Monday, September 29, 2008

Bailout Blues

Not everybody is cheering:
I think people are severely underestimating the depths of the crisis we are in. This is not a financial crisis about banks and commercial paper. It is not about the housing market. We are in an economic crisis, because America's productive capacity is deeply out of kilter with our habits of consumption. No amount of financial legerdemain can fix that. We have to actually produce the goods and services we want to consume, or else produce current goods and services that we can trade for what we consume. Relying on the mysteries of finance to square the circle has brought us low. At best, the proposed bail-out might buy us some time to fix the underlying economics before the pain kicks in. At worst, the pain will kick in anyway, but we'll have even less flexibility than we have now to address the real problems.

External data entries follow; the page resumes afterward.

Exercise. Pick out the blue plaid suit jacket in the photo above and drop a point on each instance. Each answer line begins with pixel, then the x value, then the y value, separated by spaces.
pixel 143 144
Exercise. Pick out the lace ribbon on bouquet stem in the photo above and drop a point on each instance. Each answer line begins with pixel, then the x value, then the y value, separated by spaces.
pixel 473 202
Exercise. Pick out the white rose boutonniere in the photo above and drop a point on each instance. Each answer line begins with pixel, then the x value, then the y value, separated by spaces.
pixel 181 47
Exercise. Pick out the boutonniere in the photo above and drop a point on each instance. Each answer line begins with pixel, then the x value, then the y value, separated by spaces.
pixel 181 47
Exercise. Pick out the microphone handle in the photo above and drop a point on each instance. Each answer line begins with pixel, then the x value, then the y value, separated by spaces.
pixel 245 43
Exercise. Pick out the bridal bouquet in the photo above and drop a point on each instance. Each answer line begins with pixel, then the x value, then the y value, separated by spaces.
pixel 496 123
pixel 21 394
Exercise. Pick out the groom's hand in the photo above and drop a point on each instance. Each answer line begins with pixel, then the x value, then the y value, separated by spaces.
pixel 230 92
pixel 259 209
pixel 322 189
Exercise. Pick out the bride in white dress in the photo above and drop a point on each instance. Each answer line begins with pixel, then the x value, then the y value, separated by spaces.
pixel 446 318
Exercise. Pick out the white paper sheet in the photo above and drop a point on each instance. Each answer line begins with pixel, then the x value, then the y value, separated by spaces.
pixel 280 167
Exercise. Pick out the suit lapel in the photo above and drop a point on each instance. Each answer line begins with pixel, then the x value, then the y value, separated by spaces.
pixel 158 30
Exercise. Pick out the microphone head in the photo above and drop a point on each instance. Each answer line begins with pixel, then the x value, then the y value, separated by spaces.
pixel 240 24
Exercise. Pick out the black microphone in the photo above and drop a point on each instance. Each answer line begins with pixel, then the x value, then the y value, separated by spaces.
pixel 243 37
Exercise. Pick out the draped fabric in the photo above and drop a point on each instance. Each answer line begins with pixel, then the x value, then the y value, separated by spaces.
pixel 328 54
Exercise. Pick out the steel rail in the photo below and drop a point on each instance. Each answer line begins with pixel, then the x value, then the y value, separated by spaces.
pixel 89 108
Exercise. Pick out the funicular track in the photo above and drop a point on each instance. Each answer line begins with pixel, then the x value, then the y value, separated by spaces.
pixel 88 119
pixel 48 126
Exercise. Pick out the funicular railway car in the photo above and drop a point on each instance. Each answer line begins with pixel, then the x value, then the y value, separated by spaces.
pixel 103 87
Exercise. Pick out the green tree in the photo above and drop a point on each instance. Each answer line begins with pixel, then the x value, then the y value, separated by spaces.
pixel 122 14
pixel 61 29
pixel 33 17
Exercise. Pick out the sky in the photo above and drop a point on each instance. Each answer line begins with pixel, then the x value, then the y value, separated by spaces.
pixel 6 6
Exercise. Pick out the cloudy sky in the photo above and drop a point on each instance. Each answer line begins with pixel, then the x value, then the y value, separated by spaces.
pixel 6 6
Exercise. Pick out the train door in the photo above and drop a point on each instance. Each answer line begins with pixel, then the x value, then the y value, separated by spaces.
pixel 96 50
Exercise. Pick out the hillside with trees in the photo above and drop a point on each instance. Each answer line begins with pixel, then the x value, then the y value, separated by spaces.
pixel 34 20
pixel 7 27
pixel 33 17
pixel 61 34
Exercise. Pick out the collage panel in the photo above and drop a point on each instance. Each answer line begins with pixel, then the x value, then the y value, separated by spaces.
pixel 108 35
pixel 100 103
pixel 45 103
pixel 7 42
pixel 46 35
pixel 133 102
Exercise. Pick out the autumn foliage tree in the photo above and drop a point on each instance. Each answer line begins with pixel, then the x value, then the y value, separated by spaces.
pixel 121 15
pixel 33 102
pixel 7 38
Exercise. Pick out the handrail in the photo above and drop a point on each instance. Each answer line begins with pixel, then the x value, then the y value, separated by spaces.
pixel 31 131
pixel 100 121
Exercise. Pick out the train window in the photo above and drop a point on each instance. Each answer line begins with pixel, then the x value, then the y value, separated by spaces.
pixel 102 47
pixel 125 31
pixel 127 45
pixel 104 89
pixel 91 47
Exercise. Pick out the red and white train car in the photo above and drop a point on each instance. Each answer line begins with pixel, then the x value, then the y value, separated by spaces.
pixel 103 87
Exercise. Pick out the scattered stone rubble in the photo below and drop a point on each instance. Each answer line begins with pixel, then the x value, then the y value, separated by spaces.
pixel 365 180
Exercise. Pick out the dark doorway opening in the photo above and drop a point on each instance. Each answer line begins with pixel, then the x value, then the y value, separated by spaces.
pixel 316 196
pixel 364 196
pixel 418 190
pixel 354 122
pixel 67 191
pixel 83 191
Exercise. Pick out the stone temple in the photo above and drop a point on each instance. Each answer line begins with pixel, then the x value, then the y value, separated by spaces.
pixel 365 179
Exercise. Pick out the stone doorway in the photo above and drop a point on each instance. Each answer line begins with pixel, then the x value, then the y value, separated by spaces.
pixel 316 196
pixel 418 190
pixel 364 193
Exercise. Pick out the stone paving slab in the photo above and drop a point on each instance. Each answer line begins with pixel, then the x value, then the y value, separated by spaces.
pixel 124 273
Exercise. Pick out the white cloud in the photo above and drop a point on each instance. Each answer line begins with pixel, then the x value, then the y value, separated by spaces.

Suppose we pass the "Emergency Economic Stabilization Act of 2008", and a depression comes anyway, and we cannot raise taxes (blood, turnips, all of that), and we cannot borrow from abroad (because our paymasters have tired of us). Sure, the Federal Reserve will print money, because the debt must be paid and the government must continue, and in a depression many prices will fall regardless, but commodities and imports will grow dear. We will know then that we want to build factories, for all the televisions and computers that used to be cheap from Asia, but that can no longer be bought with debauched greenbacks. But we won't have the capital.

What will we say, in those dark days, when someone comes along and blames the bankers? It was the bankers, after all, who "intermediated" our vast current account deficit, who found ways of accepting goods and producing debt despite our incapacity to repay, and who enriched themselves by doing so. And then these self-same bankers threatened us with armageddon unless we paid them hundreds of billions of dollars, back when dollars could still buy steel and cement and machinery. We paid the ransom, but the hostage died anyway. How will Secretary Paulson answer their charge?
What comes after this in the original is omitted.